11. M. B soutient que son refus de rejoindre l’hébergement proposé par l’OFII est justifié par sa situation familiale compte tenu de la présence en France son frère qui est encore mineur. Sa décision de refus se trouve ainsi motivée par la situation de vulnérabilité de son jeune frère qui réside dans une autre ville et dont il ne veut être séparé. Il ressort, toutefois des pièces du dossier que ce dernier, qui a fait l’objet d’une mesure de placement judiciaire, bénéficie d’une prise charge assurée par le service de l’aide sociale à l’enfance de la Métropole de Lyon depuis le 11 février 2025 en tant que mineur privé définitivement ou temporairement de la protection de sa famille et qu’il est, à ce titre, hébergé dans un établissement situé sur le territoire de la commune de Vernay dans le département du Rhône. Par ailleurs, le requérant ne justifie d’aucune circonstance particulière permettant d’établir qu’il aurait besoin de résider à proximité du lieu d’accueil de son frère. Au surplus, et en tout état de cause, l’OFII fait valoir dans son mémoire en défense et sans être contredit sur ce point que l’hébergement proposé à M. B était situé à Peronnas, commune situé à une heure en voiture de Vernay et que le requérant, qui ne démontre pas qu’il se trouvait dans l’impossibilité de rendre régulièrement visite à son frère s’il intégrait l’hébergement qui lui avait été proposé, ne justifie d’aucun motif légitime au sens des dispositions précitées. Dans ces conditions, et alors qu’il ne ressort d’aucun élément que le directeur territorial de l’OFII se serait cru en situation de compétence liée, les moyens tirés de la méconnaissance des dispositions précitées et de l’erreur manifeste d’appréciation doivent être écartés.
12. Il résulte de tout ce qui précède que la requête doit être rejetée y compris les conclusions à fin d’injonction et celles présentées au titre de l’article L. 761-1 du code de justice administrative.
D E C I D E:
Article 1er : M. B est admis au bénéfice de l’aide juridictionnelle provisoire.

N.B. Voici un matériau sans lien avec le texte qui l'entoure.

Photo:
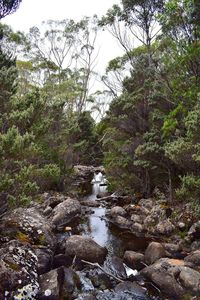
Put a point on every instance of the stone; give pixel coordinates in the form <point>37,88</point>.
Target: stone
<point>136,218</point>
<point>134,260</point>
<point>18,271</point>
<point>194,230</point>
<point>172,250</point>
<point>28,225</point>
<point>164,273</point>
<point>49,285</point>
<point>90,203</point>
<point>131,287</point>
<point>117,211</point>
<point>47,210</point>
<point>153,252</point>
<point>193,258</point>
<point>137,228</point>
<point>148,203</point>
<point>181,225</point>
<point>60,260</point>
<point>65,212</point>
<point>85,248</point>
<point>164,227</point>
<point>122,222</point>
<point>115,266</point>
<point>190,279</point>
<point>45,257</point>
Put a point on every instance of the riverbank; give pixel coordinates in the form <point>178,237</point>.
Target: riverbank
<point>98,247</point>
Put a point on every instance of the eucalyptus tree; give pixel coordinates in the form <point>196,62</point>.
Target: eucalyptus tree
<point>8,6</point>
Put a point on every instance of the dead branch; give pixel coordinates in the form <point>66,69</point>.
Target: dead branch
<point>98,266</point>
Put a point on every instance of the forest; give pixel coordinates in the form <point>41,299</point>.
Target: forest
<point>100,173</point>
<point>148,139</point>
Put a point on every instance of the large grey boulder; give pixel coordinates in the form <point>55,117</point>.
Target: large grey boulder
<point>18,271</point>
<point>27,225</point>
<point>134,260</point>
<point>193,258</point>
<point>117,211</point>
<point>65,212</point>
<point>164,273</point>
<point>85,248</point>
<point>153,252</point>
<point>190,279</point>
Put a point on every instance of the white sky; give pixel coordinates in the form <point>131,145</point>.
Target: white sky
<point>33,12</point>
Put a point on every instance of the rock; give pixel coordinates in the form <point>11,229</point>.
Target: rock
<point>134,260</point>
<point>195,245</point>
<point>29,226</point>
<point>115,266</point>
<point>45,257</point>
<point>49,285</point>
<point>90,203</point>
<point>172,250</point>
<point>132,288</point>
<point>164,273</point>
<point>117,211</point>
<point>137,228</point>
<point>18,271</point>
<point>3,203</point>
<point>194,231</point>
<point>164,227</point>
<point>193,258</point>
<point>85,248</point>
<point>136,218</point>
<point>53,201</point>
<point>65,212</point>
<point>122,222</point>
<point>60,260</point>
<point>190,279</point>
<point>47,211</point>
<point>153,252</point>
<point>147,203</point>
<point>181,225</point>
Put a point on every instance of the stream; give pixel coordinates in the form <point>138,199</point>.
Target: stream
<point>115,240</point>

Article 2 : Le surplus des conclusions de la requête de M. B est rejeté.
Article 3 : Le présent jugement sera notifié à M. D B et au directeur territorial de l’Office français de l’immigration et de l’intégration.
Rendu public par mise à disposition au greffe le 20 juin 2025.
La magistrate désignée,
C. COLLOMB
Le greffier,
A. ALEDO
La République mande et ordonne au ministre de l’intérieur en ce qui le concerne ou à tous commissaires de justice à ce requis en ce qui concerne les voies de droit commun contre les parties privées, de pourvoir à l’exécution de la présente décision.